Case in point: The recent discovery of a biomarker that can predict whether an individual will achieve a functional cure of hepatitis B virus (HBV) gave rise to a surge of interest from the pharmaceutical industry in researching curative therapies for HBV.

Investment in Cure Research chart

Source: “Global Investment in HIV Cure Research and Development in 2017”

Investment in Cure Research chart

Source: “Global Investment in HIV Cure Research and Development in 2017”

Avenues of Research:

Stem cell transplants

Clinicians are still trying to replicate the success of Timothy Brown’s HIV cure with similar strategies. In recent years, a number of other individuals with cancer have received stem cell transplants from donors who also have the genetic mutation related to the CCR5 coreceptor that confers resistance to the virus. One of the six such individuals whose cases have been published in scientific literature experienced a viral rebound; the other five ultimately died as a result of complications following their stem cell transplant or from their underlying cancer.
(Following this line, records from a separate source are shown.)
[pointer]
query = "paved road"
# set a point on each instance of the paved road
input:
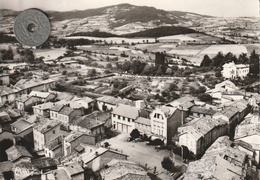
(140, 153)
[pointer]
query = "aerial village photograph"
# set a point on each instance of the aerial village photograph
(131, 90)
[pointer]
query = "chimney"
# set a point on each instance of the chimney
(14, 141)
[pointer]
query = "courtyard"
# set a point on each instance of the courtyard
(143, 154)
In other cases of people living with HIV who received a stem cell transplant but from a donor who lacked the CCR5-related genetic mutation, the stem cell transplant did delay the time to viral rebound by 3 to 10 months after the individuals stopped ARVs.

However, the high fatality rate following transplantation highlights how impractical, not to mention unethical, this method of attempting to cure HIV is for anyone not already facing a high risk of death due to cancer.

Gene therapy

Seeking safer alternatives to cancer-treatment-based stem cell transplants, researchers are experimenting with gene-editing techniques that alter the DNA of an individual’s immune cells. In particular, the scientists will try to deactivate the gene that gives rise to the CCR5 coreceptor, thus robbing HIV of a means of latching onto immune cells. The modified cells are then grown outside the body and ultimately reinfused into the person’s body. The aim is to spawn a population of immune cells that are resistant to infection. As the field of gene editing rapidly evolves, it is hoped that new, even more cutting-edge technology will facilitate progress on the HIV cure front.

“Kick and kill”

The method of waking up latently infected cells (the “kick” part) and then finishing them off (the “kill” part) has yielded some notably disappointing results of late, including those of the RIVER study that was presented at the July conference in Amsterdam. Researchers pursuing this strategy have looked to various cancer drugs known as HDAC inhibitors as the kick element; but thus far, they have not been able to show such drugs can actually diminish reservoir cells.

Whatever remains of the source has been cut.